Pertussis: Progressive cough that worsens after an initial catarrhal phase, followed by paroxysmal coughing fits with inspiratory “whoop,” posttussive vomiting, and possible cyanosis; gradual resolution during the convalescent phase. Pulmonary embolism: Acute cough with dyspnea, pleuritic chest pain, tachypnea, hemoptysis, wheezing, or signs of deep vein thrombosis. Chronic Cough Bronchiectasis: Chronic productive cough with daily mucopurulent sputum, recurrent infections, dyspnea, fatigue, wheezing, and occasional hemoptysis. Chronic aspiration: Cough associated with eating or drinking, especially thin liquids; may include focal wheezing, hemoptysis, or foul-smelling sputum. Chronic rhinosinusitis: Nasal congestion or drainage, facial pressure, reduced or absent smell; cough is particularly prominent in children.[34] Cystic fibrosis: Persistent productive cough with multisystem involvement, including failure to thrive, pancreatic insufficiency, sinus disease, hepatobiliary disease, rectal prolapse, and nephrolithiasis. Gastroesophageal reflux disease: Cough associated with dysphonia, heartburn, regurgitation, or sour taste. Interstitial lung disease: Chronic cough and progressive dyspnea with fine inspiratory crackles, often in dependent lung zones. Medication-induced cough: Typically dry; angiotensin-converting enzyme inhibitor–associated cough develops within 1 week to 6 months of initiation, resolves within weeks of discontinuation, and recurs on rechallenge. Nonasthmatic eosinophilic bronchitis: Chronic nonproductive cough in patients with atopic tendencies, elevated sputum eosinophils, airway inflammation, and no airway hyperresponsiveness. Obstructive sleep apnea: Chronic cough accompanied by loud snoring, excessive daytime sleepiness, and morning headaches. Protracted bacterial bronchitis: Chronic wet cough lasting 4 weeks or longer, normal spirometry and chest radiography (aside from possible peribronchial cuffing), and resolution with a 2-week course of appropriate antibiotics. Upper airway cough syndrome: Frequent throat clearing, postnasal drip sensation, nasal discharge; exam findings include pharyngeal cobblestoning and visible secretions. Please see StatPearls' companion topic, "Chronic Cough," for an in-depth discussion of the presentation, evaluation, and management of chronic cough.
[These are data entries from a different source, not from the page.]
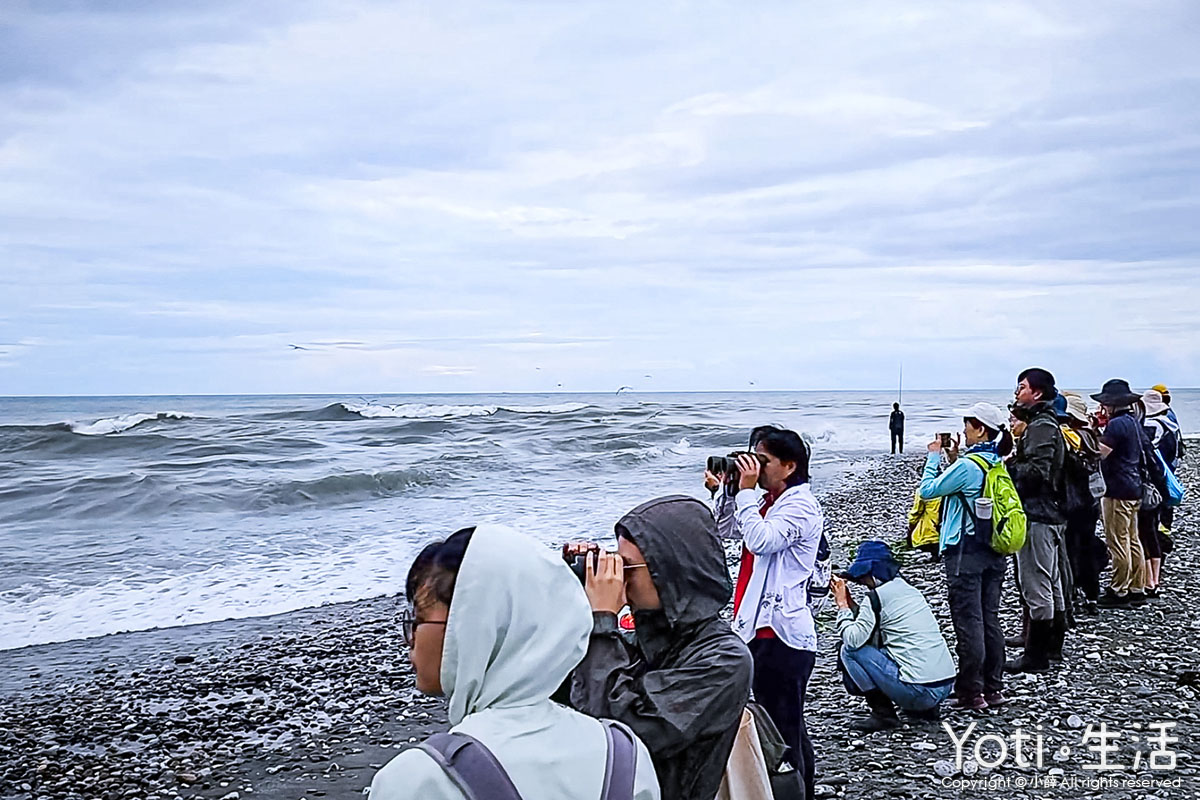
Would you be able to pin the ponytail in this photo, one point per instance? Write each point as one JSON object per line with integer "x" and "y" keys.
{"x": 436, "y": 567}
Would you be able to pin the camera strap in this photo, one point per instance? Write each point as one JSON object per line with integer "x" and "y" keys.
{"x": 475, "y": 771}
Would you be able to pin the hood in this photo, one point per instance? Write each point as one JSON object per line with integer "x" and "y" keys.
{"x": 519, "y": 624}
{"x": 677, "y": 535}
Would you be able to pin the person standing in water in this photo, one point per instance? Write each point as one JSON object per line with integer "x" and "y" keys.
{"x": 895, "y": 425}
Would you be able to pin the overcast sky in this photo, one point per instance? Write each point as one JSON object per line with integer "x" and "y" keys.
{"x": 577, "y": 196}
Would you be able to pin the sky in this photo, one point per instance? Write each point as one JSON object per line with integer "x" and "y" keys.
{"x": 455, "y": 197}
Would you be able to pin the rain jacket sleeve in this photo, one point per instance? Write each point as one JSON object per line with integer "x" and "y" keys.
{"x": 413, "y": 775}
{"x": 954, "y": 480}
{"x": 856, "y": 626}
{"x": 667, "y": 708}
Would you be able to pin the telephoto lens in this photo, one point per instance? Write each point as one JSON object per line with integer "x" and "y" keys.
{"x": 579, "y": 561}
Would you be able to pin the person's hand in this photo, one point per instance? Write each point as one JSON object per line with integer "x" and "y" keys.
{"x": 952, "y": 452}
{"x": 605, "y": 583}
{"x": 840, "y": 591}
{"x": 749, "y": 467}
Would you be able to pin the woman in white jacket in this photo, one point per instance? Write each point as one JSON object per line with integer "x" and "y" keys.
{"x": 497, "y": 624}
{"x": 781, "y": 535}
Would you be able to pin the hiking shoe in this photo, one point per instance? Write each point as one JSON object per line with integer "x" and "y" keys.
{"x": 1025, "y": 665}
{"x": 876, "y": 722}
{"x": 1113, "y": 600}
{"x": 977, "y": 703}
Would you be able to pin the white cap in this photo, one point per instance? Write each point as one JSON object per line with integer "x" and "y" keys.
{"x": 990, "y": 415}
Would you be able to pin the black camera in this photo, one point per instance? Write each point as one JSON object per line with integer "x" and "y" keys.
{"x": 727, "y": 465}
{"x": 579, "y": 561}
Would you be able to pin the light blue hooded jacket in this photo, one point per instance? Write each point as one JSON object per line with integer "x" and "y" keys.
{"x": 519, "y": 625}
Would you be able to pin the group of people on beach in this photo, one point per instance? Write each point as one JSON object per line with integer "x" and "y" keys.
{"x": 625, "y": 678}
History and Physical Examination Evaluating a patient with a cough should follow a structured approach that prioritizes identifying serious underlying disease and clinical warning signs warranting further investigation, such as chest radiography, laboratory testing, or computed tomography. Constitutional symptoms, including fever, night sweats, and unintentional weight loss, raise concern for malignancy, chronic infection (eg, tuberculosis or lung abscess), or rheumatologic disease. Purulent sputum suggests pneumonia or sinus infection, whereas hemoptysis may indicate malignancy, infection, heart failure, foreign body aspiration, or systemic inflammatory disease. Dyspnea increases suspicion for airway obstruction, parenchymal lung disease, acute exacerbations of asthma or COPD, or decompensated heart failure. A history of choking, particularly in children, should prompt consideration of foreign body aspiration. Additional concerning features include abnormal vital signs, hypoxia, cyanosis, altered mental status, vomiting, recurrent pneumonia, immunocompromised status, dysphagia, and decreased appetite.[3] A focused history should then characterize cough duration and quality (dry or productive; wet in children), associated symptoms (eg, rhinorrhea, sneezing, fever, hemoptysis, weight loss, dysphagia, dysphonia), and prior episodes. Clinicians should further assess sputum characteristics, tobacco or vaping exposure, medication use, occupational and environmental exposures, diurnal or seasonal variation, aggravating or relieving factors, and a history of asthma, COPD, or heart failure. In infants and children, symptoms present since the neonatal period suggest congenital disease, immune dysfunction, or conditions predisposing to bronchiectasis. Neurologic or developmental disorders increase the risk of aspiration, while feeding difficulties raise concern for laryngeal or tracheal abnormalities. Physical findings such as digital clubbing suggest bronchiectasis or interstitial lung disease. At the same time, patients with asthma, bronchiectasis, bronchiolitis obliterans, bronchopulmonary dysplasia, heart failure, immunodeficiency, or aspiration may present with wheezing. Dextrocardia, situs inversus, tympanic membrane scarring, or chronic otorrhea suggest primary ciliary dyskinesia.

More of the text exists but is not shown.